When compared with cognitively normal study participants who lacked the cerebrospinal fluid markers of Alzheimer's, those with preclinical Alzheimer's disease scored lower on their ability to learn the locations of objects in the environment in relation to each other during the initial study phase.
While these results suggest deficits in the ability to form a cognitive map, preclinical Alzheimer's disease participants eventually managed to overcome these map-learning deficits, performing almost as well as cognitively normal participants during a subsequent wayfinding navigation task.
"These findings suggest that the wayfinding difficulties experienced by people with preclinical Alzheimer's disease are in part related to trouble acquiring the environmental information," Head said. "While they may require additional training to learn new environments, the good news here is that they seem to retain sufficient information to use a cognitive map almost as well as their cognitively normal counterparts."
A more sensitive diagnostic?
Head cautions that the current study has several limitations, including a relatively small sample size and a lack of direct information about brain regions and networks that have a role in spatial navigation and wayfinding. However, Allison notes, "We are currently investigating how brain regions impacted early during the course of the disease are related to cognitive mapping deficits in a larger sample of individuals with preclinical Alzheimer's disease."
Within the context of these limitations, the current investigation demonstrates significant preclinical Alzheimer's disease-related deficits in aspects of cognitive mapping with relative preservation in route learning. In contrast, people experiencing memory lapses and other behavioral problems associated with early stage Alzheimer's disease had clear difficulties both in learning an established route and in finding their own way to new landmarks.
"This pattern is consistent with decrements in hippocampal integrity prior to changes in the caudate," Head said. "These findings suggest that navigational tasks designed to assess a cognitive mapping strategy could represent a powerful tool for detecting the very earliest Alzheimer's disease-related changes in cognition."
Participants in the study came from an ongoing study at Washington University's Charles F. and Joanne Knight Alzheimer's Disease Research Center. Scientists have been following participants with and without a family history of the disease, with the aim of identifying Alzheimer's disease biomarkers most closely associated with the development of full-blown disease years later.

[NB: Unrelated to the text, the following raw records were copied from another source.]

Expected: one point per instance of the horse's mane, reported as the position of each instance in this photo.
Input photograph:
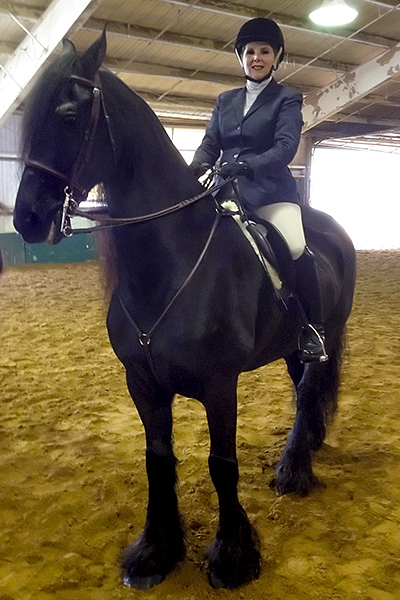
(128, 113)
(38, 103)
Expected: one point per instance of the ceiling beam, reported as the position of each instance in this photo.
(131, 32)
(19, 71)
(120, 67)
(351, 87)
(246, 12)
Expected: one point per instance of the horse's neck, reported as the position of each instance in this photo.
(155, 257)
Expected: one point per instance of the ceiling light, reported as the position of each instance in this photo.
(332, 13)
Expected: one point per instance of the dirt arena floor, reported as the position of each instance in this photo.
(72, 479)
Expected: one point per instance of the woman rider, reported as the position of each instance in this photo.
(257, 128)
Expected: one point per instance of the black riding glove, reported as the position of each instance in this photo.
(198, 169)
(236, 169)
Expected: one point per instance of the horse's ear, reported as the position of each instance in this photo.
(94, 55)
(68, 47)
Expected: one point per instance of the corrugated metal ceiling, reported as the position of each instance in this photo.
(179, 53)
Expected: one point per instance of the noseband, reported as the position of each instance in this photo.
(74, 191)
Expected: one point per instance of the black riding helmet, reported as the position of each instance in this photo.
(260, 30)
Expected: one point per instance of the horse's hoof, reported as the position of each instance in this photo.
(300, 486)
(234, 558)
(143, 583)
(146, 564)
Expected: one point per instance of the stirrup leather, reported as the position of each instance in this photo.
(311, 344)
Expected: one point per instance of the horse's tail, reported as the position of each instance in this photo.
(332, 375)
(3, 211)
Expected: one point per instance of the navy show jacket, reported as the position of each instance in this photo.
(267, 138)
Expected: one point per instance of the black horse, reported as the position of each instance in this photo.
(192, 307)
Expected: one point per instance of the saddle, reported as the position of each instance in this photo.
(268, 244)
(274, 248)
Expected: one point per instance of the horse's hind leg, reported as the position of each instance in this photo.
(316, 390)
(160, 547)
(234, 555)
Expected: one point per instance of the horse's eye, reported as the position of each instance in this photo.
(67, 112)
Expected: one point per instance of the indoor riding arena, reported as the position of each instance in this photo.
(73, 480)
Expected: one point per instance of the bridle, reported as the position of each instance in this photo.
(74, 191)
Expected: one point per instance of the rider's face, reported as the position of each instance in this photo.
(258, 59)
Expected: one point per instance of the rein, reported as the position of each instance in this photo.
(74, 188)
(75, 193)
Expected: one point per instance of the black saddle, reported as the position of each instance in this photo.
(274, 248)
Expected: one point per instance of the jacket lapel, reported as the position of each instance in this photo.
(238, 104)
(271, 89)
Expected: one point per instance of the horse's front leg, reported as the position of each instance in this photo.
(148, 560)
(316, 391)
(234, 555)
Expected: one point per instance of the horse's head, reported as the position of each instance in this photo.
(65, 138)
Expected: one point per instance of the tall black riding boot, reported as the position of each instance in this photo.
(312, 336)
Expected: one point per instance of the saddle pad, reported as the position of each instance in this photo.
(231, 206)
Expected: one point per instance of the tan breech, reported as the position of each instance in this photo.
(286, 217)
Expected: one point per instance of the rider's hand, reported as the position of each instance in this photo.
(235, 169)
(198, 169)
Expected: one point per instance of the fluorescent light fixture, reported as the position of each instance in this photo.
(332, 13)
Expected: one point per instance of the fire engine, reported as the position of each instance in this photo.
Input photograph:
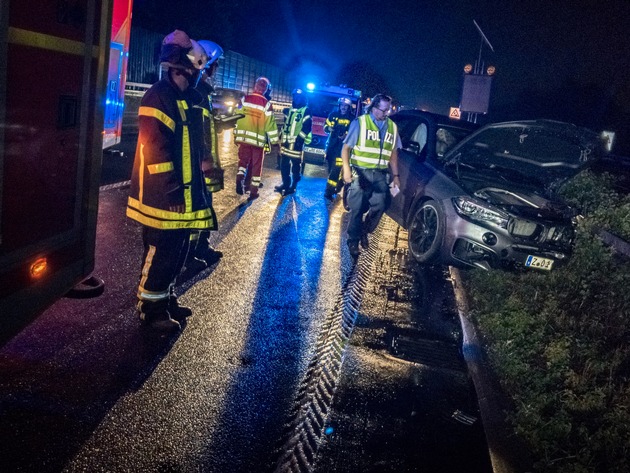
(61, 93)
(323, 99)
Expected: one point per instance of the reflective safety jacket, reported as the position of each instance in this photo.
(336, 126)
(367, 152)
(214, 180)
(296, 131)
(167, 165)
(258, 124)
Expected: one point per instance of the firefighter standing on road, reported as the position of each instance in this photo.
(296, 132)
(201, 254)
(336, 126)
(251, 133)
(371, 148)
(167, 184)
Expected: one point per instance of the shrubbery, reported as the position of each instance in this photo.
(560, 342)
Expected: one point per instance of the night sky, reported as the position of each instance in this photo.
(560, 59)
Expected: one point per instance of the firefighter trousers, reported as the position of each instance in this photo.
(250, 163)
(335, 182)
(164, 256)
(290, 170)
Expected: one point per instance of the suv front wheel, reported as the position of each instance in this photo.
(426, 232)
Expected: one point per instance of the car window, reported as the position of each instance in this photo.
(410, 129)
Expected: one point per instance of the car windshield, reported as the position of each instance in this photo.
(538, 153)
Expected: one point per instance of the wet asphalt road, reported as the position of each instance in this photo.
(86, 388)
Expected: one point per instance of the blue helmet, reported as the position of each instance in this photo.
(212, 49)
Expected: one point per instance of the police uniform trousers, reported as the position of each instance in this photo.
(368, 192)
(164, 256)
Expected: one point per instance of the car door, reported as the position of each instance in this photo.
(414, 132)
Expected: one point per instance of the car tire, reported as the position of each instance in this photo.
(426, 232)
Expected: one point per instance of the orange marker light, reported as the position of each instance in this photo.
(39, 268)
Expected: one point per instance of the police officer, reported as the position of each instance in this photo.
(167, 193)
(336, 126)
(369, 155)
(296, 132)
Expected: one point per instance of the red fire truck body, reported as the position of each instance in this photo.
(321, 101)
(53, 88)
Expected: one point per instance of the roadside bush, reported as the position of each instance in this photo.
(560, 342)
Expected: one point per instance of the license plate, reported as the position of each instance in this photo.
(308, 149)
(539, 263)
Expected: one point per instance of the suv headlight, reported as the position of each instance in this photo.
(478, 211)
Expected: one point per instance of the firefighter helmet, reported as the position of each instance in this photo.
(262, 85)
(213, 50)
(175, 49)
(197, 55)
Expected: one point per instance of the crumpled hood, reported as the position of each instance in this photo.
(536, 155)
(524, 203)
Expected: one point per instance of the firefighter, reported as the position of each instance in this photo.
(201, 254)
(251, 133)
(371, 148)
(167, 193)
(336, 126)
(296, 132)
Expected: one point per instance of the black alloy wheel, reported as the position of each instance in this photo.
(426, 232)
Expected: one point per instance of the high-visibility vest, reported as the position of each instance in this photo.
(296, 132)
(167, 165)
(213, 184)
(258, 123)
(367, 152)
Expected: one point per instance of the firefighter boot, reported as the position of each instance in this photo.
(178, 312)
(253, 193)
(156, 315)
(239, 184)
(209, 255)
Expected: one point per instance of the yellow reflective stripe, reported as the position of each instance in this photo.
(52, 43)
(155, 113)
(141, 177)
(182, 106)
(145, 268)
(169, 224)
(167, 214)
(161, 167)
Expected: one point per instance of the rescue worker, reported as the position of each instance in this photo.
(336, 126)
(369, 155)
(201, 254)
(167, 193)
(251, 133)
(296, 132)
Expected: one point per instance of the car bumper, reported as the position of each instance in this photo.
(471, 244)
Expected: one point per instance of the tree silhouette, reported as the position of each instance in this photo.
(364, 77)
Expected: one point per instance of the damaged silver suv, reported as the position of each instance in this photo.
(488, 198)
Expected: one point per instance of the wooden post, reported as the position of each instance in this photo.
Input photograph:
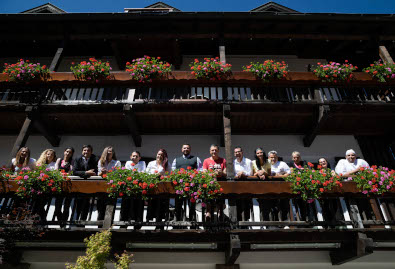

The research team notes that the presence of cerebrospinal fluid markers for preclinical Alzheimer's does not guarantee that a person will go on to develop full blown Alzheimer's. "Future research should examine whether cognitive mapping deficits in individuals in preclinical Alzheimer's are associated with an increased risk of developing symptomatic Alzheimer's," they said.
Other study co-authors, both from Washington University School of Medicine, include Anne M. Fagan, professor of neurology, and John C. Morris, MD, director of the Charles F. and Joanne Knight Alzheimer's Disease Research Center and the Harvey A. and Dorismae Hacker Friedman Distinguished Professor of Neurology.